Sudan's protest leaders agreed Thursday to nominate former senior UN official Abdalla Hamdok as the first prime minister of the country's three-year transition government, a statement said.
The veteran economist, who stepped down last year as deputy executive secretary of the UN's Economic Commission for Africa, is due to be formally selected on August 20.
The Alliance for Freedom and Change protest umbrella "have agreed on the appointment of Dr. Abdalla Hamdok as prime minister," the statement said.
The statement was issued by the Sudanese Professionals Association, a trade union alliance which has played a big part in the protest movement.
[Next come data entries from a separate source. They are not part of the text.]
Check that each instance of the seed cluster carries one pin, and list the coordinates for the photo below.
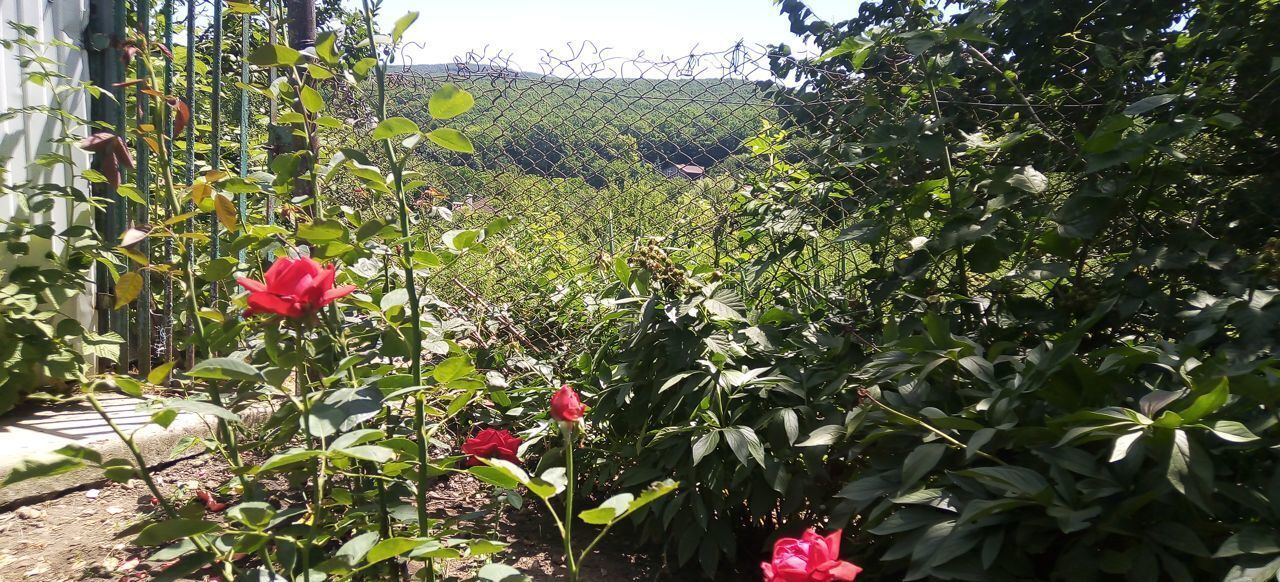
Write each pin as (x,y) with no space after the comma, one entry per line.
(664,271)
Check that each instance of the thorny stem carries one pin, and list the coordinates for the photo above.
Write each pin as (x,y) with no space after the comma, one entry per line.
(567,530)
(225,432)
(414,305)
(915,421)
(146,477)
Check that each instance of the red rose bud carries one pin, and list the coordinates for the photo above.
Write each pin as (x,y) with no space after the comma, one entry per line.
(566,406)
(492,443)
(810,558)
(295,288)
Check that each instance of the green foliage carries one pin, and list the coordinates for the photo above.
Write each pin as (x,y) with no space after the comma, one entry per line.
(1016,322)
(44,269)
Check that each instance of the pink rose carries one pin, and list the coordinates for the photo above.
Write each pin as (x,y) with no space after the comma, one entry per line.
(810,558)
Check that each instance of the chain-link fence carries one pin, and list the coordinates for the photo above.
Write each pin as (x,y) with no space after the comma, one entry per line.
(589,155)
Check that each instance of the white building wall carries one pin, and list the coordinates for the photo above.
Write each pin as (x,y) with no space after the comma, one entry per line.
(26,137)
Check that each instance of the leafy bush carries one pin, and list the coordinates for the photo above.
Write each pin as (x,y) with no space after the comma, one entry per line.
(45,269)
(1023,310)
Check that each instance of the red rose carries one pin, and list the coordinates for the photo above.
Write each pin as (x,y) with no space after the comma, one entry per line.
(810,558)
(566,406)
(492,443)
(295,288)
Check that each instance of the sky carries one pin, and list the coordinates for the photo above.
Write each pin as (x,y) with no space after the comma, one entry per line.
(522,28)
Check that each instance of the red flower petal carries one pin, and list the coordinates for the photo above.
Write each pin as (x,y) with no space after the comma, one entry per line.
(269,303)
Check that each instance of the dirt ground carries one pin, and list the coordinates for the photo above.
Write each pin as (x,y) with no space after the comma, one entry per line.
(73,537)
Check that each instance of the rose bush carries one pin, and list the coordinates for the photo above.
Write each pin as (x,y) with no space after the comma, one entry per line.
(809,558)
(293,288)
(492,443)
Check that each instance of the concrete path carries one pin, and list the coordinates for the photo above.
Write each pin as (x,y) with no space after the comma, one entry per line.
(45,429)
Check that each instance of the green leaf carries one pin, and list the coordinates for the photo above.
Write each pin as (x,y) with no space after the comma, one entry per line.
(356,438)
(160,372)
(704,445)
(255,514)
(394,127)
(494,476)
(1178,471)
(609,511)
(225,369)
(46,464)
(128,385)
(823,435)
(1206,403)
(391,548)
(919,462)
(204,408)
(745,444)
(1233,431)
(170,530)
(274,55)
(402,24)
(321,232)
(499,573)
(552,482)
(1015,480)
(371,453)
(449,101)
(327,45)
(355,550)
(461,241)
(853,45)
(311,99)
(485,546)
(1147,104)
(451,140)
(287,458)
(453,369)
(1249,540)
(725,305)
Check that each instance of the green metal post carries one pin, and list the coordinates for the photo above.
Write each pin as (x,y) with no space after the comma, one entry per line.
(216,122)
(120,210)
(167,311)
(245,40)
(144,211)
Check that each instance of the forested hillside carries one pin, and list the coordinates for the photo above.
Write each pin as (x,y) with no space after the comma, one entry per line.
(595,129)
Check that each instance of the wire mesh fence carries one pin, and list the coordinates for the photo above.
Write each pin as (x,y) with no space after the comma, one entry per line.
(589,155)
(586,152)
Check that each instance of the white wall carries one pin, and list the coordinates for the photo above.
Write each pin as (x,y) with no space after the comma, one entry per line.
(27,136)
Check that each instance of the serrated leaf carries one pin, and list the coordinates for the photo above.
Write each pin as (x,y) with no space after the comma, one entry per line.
(744,444)
(402,24)
(919,462)
(159,374)
(311,99)
(225,369)
(225,211)
(609,511)
(451,140)
(1206,403)
(704,445)
(394,127)
(274,55)
(391,548)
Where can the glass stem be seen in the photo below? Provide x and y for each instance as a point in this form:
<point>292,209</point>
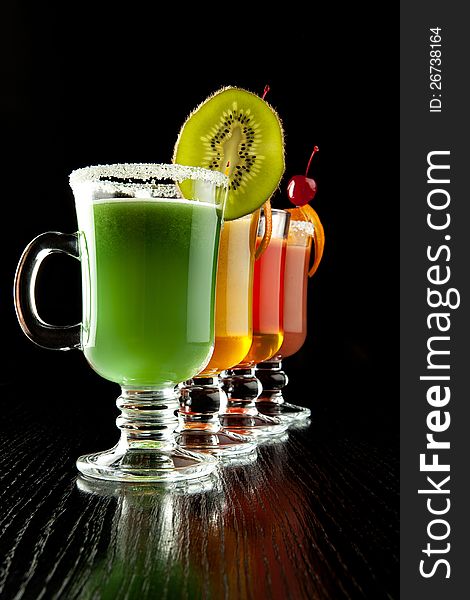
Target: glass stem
<point>201,400</point>
<point>242,388</point>
<point>273,379</point>
<point>148,417</point>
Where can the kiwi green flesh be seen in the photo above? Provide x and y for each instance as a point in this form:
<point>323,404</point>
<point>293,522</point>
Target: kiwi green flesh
<point>237,127</point>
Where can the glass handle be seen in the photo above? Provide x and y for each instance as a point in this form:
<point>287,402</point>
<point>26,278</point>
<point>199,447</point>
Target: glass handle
<point>54,337</point>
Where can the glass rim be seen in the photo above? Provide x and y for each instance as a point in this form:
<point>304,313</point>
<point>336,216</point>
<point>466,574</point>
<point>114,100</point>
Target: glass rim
<point>149,174</point>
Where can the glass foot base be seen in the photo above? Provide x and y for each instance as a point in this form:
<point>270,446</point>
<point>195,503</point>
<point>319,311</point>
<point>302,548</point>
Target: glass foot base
<point>283,411</point>
<point>219,443</point>
<point>145,464</point>
<point>257,425</point>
The protest camp and a ruling military council agreed an outline power sharing accord on July 17, ahead of a landmark deal paving the way for civilian rule that is meant to be signed on Saturday.
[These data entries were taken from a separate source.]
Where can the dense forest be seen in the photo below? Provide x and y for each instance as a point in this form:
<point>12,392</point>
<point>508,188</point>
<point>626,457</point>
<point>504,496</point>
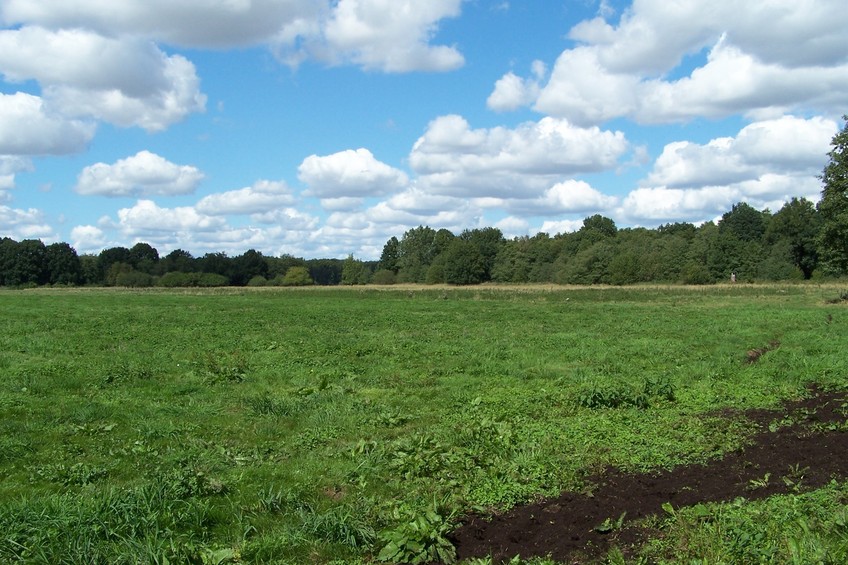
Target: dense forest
<point>802,240</point>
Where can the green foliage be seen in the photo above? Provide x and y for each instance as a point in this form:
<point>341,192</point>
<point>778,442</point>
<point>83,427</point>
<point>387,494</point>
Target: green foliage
<point>354,271</point>
<point>283,426</point>
<point>463,263</point>
<point>418,536</point>
<point>220,367</point>
<point>611,396</point>
<point>795,528</point>
<point>297,276</point>
<point>833,206</point>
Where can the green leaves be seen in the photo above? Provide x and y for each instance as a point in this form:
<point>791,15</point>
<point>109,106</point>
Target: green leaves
<point>418,537</point>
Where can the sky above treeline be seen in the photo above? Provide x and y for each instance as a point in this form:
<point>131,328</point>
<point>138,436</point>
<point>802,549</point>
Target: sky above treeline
<point>321,128</point>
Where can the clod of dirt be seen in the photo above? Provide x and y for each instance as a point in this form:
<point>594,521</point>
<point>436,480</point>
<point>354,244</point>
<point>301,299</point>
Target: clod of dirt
<point>566,528</point>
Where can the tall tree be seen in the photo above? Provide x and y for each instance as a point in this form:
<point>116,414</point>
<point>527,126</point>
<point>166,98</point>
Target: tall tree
<point>354,271</point>
<point>463,263</point>
<point>391,255</point>
<point>416,251</point>
<point>143,257</point>
<point>63,264</point>
<point>489,242</point>
<point>249,264</point>
<point>797,224</point>
<point>109,257</point>
<point>743,221</point>
<point>833,206</point>
<point>178,260</point>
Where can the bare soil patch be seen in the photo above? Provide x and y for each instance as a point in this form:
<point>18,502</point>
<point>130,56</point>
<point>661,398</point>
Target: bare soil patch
<point>807,438</point>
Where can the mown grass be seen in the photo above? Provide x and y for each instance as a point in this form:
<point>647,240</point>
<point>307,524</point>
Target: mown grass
<point>315,425</point>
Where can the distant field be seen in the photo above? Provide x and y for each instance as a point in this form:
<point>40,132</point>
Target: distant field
<point>360,424</point>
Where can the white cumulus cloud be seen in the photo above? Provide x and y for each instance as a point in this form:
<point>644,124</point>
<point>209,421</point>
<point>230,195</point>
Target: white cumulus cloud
<point>88,239</point>
<point>452,158</point>
<point>28,127</point>
<point>143,174</point>
<point>385,35</point>
<point>788,145</point>
<point>146,217</point>
<point>24,224</point>
<point>349,174</point>
<point>796,62</point>
<point>261,198</point>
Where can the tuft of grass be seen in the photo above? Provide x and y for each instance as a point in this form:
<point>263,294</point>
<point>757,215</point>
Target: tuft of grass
<point>288,425</point>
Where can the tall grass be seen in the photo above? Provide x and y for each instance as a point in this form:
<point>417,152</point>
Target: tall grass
<point>293,425</point>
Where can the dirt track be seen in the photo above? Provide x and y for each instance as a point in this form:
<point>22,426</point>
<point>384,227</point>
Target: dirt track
<point>565,527</point>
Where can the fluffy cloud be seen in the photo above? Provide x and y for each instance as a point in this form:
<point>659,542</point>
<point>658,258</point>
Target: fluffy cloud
<point>224,24</point>
<point>766,164</point>
<point>788,145</point>
<point>27,127</point>
<point>455,160</point>
<point>512,91</point>
<point>88,239</point>
<point>24,224</point>
<point>143,174</point>
<point>385,35</point>
<point>797,61</point>
<point>392,35</point>
<point>147,218</point>
<point>261,198</point>
<point>349,174</point>
<point>11,165</point>
<point>127,82</point>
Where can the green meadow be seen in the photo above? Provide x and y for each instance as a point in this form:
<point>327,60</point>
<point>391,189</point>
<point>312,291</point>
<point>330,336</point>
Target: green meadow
<point>357,425</point>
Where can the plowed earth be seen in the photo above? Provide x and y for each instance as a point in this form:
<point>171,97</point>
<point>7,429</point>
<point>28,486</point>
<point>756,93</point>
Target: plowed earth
<point>566,528</point>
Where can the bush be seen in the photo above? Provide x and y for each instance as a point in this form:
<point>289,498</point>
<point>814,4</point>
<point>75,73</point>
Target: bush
<point>384,276</point>
<point>134,279</point>
<point>297,276</point>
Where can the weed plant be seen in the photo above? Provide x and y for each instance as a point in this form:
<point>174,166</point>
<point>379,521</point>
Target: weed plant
<point>358,425</point>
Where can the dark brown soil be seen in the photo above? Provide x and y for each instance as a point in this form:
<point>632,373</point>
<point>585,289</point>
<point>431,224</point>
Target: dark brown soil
<point>564,528</point>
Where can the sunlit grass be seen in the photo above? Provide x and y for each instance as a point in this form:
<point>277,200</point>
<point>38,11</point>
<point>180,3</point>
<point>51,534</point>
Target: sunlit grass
<point>299,424</point>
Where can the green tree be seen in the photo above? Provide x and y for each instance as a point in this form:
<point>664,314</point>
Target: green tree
<point>797,224</point>
<point>216,263</point>
<point>109,257</point>
<point>63,264</point>
<point>833,206</point>
<point>89,270</point>
<point>390,256</point>
<point>489,242</point>
<point>354,271</point>
<point>8,250</point>
<point>297,276</point>
<point>177,260</point>
<point>325,271</point>
<point>744,222</point>
<point>143,257</point>
<point>246,266</point>
<point>416,250</point>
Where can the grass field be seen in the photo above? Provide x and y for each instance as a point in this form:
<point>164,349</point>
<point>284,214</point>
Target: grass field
<point>359,424</point>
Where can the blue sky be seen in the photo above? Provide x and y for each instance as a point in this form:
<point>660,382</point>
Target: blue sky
<point>322,129</point>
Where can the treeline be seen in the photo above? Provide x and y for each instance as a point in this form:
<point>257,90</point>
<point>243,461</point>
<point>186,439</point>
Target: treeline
<point>755,245</point>
<point>32,263</point>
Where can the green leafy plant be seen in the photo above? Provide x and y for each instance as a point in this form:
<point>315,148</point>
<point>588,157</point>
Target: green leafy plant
<point>418,537</point>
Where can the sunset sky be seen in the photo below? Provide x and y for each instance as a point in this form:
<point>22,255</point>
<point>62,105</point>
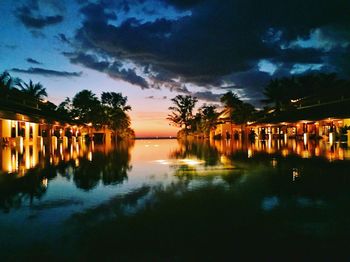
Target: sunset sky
<point>152,50</point>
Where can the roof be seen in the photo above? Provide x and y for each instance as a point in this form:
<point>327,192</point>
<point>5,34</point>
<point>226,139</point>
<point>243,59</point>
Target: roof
<point>334,109</point>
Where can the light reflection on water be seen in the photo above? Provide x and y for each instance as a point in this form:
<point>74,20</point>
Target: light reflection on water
<point>47,186</point>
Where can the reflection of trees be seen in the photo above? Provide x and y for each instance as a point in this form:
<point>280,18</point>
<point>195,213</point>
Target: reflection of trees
<point>15,190</point>
<point>201,150</point>
<point>110,167</point>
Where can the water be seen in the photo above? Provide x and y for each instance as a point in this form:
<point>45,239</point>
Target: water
<point>164,199</point>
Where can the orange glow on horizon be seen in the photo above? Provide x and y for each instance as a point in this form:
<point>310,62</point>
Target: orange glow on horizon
<point>152,124</point>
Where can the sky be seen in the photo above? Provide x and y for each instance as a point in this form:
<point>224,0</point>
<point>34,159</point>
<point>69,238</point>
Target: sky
<point>153,50</point>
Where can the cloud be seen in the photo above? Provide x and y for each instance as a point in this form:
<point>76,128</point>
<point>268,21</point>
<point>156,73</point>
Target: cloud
<point>207,96</point>
<point>213,44</point>
<point>46,72</point>
<point>113,69</point>
<point>63,38</point>
<point>33,61</point>
<point>30,20</point>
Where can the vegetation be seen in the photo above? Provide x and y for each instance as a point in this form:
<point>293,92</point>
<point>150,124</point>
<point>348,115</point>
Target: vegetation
<point>34,90</point>
<point>181,114</point>
<point>282,95</point>
<point>110,111</point>
<point>207,117</point>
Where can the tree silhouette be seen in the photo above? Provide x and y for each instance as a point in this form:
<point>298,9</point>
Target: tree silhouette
<point>181,114</point>
<point>86,106</point>
<point>34,90</point>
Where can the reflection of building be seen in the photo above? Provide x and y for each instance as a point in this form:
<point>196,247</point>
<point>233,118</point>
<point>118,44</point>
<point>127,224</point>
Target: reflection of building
<point>327,120</point>
<point>24,122</point>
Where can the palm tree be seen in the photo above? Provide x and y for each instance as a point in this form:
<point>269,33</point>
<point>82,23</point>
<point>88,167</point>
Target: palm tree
<point>181,114</point>
<point>209,117</point>
<point>86,106</point>
<point>34,90</point>
<point>114,112</point>
<point>7,83</point>
<point>240,112</point>
<point>274,94</point>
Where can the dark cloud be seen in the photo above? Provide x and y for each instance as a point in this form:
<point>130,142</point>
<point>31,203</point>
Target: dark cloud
<point>37,34</point>
<point>33,61</point>
<point>46,72</point>
<point>63,38</point>
<point>112,69</point>
<point>30,20</point>
<point>207,96</point>
<point>219,43</point>
<point>8,46</point>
The military council came to power by toppling long-time president Omar al-Bashir in April on the back of months of protests, but demonstrations had continued as the Alliance for Freedom and Change demanded the generals step aside.
The compromise deal to be signed in full on Saturday -- after it was agreed in principle by the two sides earlier this month -- mandates the protest umbrella to choose a prime minister to preside over Sudan's political transition.
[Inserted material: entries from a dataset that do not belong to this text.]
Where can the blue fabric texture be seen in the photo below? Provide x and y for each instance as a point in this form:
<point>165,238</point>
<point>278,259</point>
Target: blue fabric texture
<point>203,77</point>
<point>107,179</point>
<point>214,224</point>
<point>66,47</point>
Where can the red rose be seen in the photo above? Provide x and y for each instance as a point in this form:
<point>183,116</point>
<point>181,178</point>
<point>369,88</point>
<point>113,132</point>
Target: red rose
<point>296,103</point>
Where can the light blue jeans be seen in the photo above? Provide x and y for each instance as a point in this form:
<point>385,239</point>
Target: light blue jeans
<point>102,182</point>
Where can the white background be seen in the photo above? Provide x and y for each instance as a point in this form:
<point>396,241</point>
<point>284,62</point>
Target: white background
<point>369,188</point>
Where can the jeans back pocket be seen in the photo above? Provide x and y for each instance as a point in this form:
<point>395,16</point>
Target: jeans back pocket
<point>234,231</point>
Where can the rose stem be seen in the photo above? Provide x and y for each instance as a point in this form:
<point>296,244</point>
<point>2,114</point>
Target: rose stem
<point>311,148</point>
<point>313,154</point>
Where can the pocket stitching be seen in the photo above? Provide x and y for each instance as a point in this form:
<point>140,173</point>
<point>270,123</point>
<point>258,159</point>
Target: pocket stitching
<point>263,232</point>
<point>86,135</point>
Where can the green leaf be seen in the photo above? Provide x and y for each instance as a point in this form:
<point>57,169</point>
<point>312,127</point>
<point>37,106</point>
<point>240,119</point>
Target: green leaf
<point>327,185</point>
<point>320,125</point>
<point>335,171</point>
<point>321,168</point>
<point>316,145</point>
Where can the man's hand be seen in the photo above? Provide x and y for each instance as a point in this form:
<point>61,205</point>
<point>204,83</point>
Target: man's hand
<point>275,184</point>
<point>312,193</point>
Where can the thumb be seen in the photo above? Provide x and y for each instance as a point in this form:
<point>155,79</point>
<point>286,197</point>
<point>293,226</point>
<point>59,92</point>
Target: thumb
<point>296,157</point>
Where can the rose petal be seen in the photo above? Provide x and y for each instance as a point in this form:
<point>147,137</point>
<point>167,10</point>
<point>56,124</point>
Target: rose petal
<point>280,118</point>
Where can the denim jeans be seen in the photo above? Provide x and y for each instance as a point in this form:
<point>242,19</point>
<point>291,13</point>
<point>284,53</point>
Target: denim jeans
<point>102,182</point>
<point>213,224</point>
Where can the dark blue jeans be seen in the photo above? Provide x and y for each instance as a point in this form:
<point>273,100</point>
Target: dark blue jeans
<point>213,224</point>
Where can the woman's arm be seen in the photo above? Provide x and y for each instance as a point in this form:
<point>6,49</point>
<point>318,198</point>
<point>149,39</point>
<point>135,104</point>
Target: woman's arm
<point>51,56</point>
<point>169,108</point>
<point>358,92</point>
Hamdok had last year been nominated by Bashir to the job of finance minister.
But he turned the job down and stayed out of the overhauled cabinet that the autocrat set up in a bid to tackle Sudan's dire economic crisis.
Hamdok will be appointed for the period of the transition, which is slated to last 39 months, after which elections are to be organised.
According to a UN biography, he holds a PhD from the School of Economic Studies at the University of Manchester, in the United Kingdom.